What exactly is going on here? Why is the student unable to make the link between the problem presented with the tools he already has at his disposal? Some of the common patterns I’ve observed so far are:
- The student tries to apply any technique that comes to his/her mind, without thinking through what exactly is being asked. When I ask the student why he/she chose an operation, more often than not, it turns out to be an “instinctive guess”
- The student wants to get to an answer as quickly as possible, and then check with me if he/she got it right. If not, he/she tries another strategy, and checks with me again – just trial and error, with not enough attention to the actual question, but focus on just getting “an” answer.
- The student is unable to understand the question, even after reading it multiple times.
While we can work with the first two scenarios mostly by reassuring the student that the process is more important than the answer, the third point is of particular interest to me: How good is a Maths intervention, when a child is still struggling with “Reading Comprehension” issues?

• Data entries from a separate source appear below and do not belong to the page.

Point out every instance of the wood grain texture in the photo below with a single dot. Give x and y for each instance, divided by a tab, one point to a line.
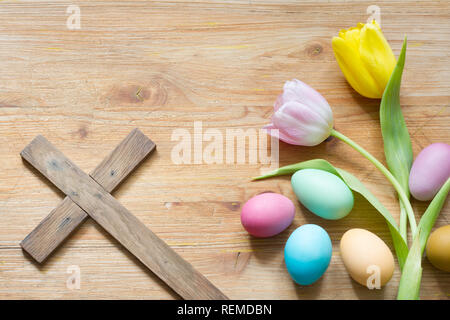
119	222
67	216
161	65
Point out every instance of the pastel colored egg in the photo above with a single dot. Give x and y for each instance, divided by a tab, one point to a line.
323	193
429	171
267	214
438	248
307	254
366	257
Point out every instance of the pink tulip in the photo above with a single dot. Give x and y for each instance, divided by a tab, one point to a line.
302	116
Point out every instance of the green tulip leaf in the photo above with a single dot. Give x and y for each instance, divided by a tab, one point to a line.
412	272
397	143
354	184
409	287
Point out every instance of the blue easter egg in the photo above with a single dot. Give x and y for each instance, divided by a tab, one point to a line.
307	253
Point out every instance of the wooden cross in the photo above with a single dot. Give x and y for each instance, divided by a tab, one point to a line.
90	195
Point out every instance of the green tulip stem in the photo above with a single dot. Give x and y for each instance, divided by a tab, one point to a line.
401	193
403	221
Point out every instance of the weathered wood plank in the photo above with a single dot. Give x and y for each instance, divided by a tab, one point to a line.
161	65
67	216
119	222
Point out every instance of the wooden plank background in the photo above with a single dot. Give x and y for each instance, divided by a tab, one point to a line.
163	65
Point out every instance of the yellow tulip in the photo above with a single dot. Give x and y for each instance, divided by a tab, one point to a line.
365	58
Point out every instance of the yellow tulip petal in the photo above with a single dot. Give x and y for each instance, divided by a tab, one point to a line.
347	55
376	55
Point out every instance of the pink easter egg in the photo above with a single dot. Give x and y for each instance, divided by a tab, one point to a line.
429	171
267	214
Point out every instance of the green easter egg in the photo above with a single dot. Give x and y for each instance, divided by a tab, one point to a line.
323	193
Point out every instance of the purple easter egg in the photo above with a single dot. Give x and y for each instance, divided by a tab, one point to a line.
267	214
429	171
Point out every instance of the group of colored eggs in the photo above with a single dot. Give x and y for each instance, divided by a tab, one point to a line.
308	250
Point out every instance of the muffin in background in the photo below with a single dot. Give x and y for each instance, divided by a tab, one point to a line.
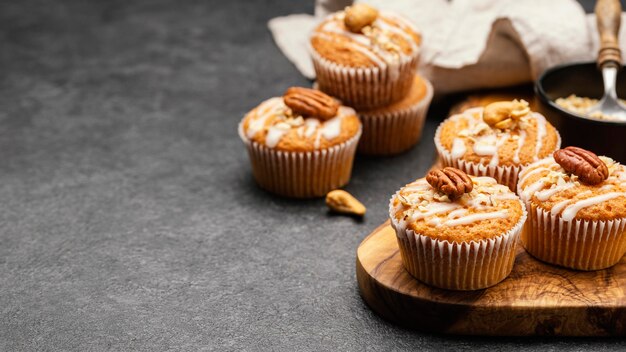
301	144
396	128
364	57
577	206
496	141
456	231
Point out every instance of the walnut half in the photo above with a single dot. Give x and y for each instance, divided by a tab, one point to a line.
450	181
343	202
589	168
359	16
505	114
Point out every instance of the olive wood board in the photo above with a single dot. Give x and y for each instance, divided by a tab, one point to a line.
535	299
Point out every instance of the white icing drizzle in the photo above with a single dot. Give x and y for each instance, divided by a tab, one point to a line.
468	219
541	133
378	53
570	212
534	187
435	208
457	213
558	207
329	129
485	145
488	143
546	194
360	48
310	125
332	128
539	167
520	144
419	201
458	148
263	112
275	134
383	25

I recently learned that 92% of 11 to 14 year olds have a reading comprehension age of 8 or below. This figure is beyond shocking, and no wonder students struggle with Maths, or any subjects that require a good understanding of the problem being posed.
As an adult, the material that I find difficult to comprehend are the ones that I’m not yet familiar with. When I chose a new subject area, I take my time to warm up to the terminologies and common knowledge in the domain, and then the subject matter starts making sense to me. I may be being naive here, but I don’t see how that can be different for a child.
Are we missing a trick by providing dry word problems that they can’t relate to, and hence have trouble in comprehending them? In other words, do they really care if Megan fills the bucket or not? What would make them care? Perhaps examples that are relevant to their daily life? On another note, what if relevant examples are not enough by themselves? What if there was a way for them to experience or act on these examples? What if Maths is situated so well in the context, that it’s no longer “Maths as a practice”, but becomes “Maths as an experience“? Is this possible, or practical?
I dare say, Yes! If Rob is at the front with a bucket and a jug, and if Emily is trying to figure out how many trips Rob is going to make from the water tap to the bucket with his jug, she may actually care. She may actually do the Math. If you have jugs of different sizes, and challenge Rob to find the minimum number of trips he would need to fill the bucket up, he might join in the fun as well. And at the end of the exercise, you may not have to ask the students how many jugs would Megan have needed. They know.
Am I right in thinking the word problems we pose the children may not be suited for their reading comprehension abilities/interests? Are we asking them the right questions?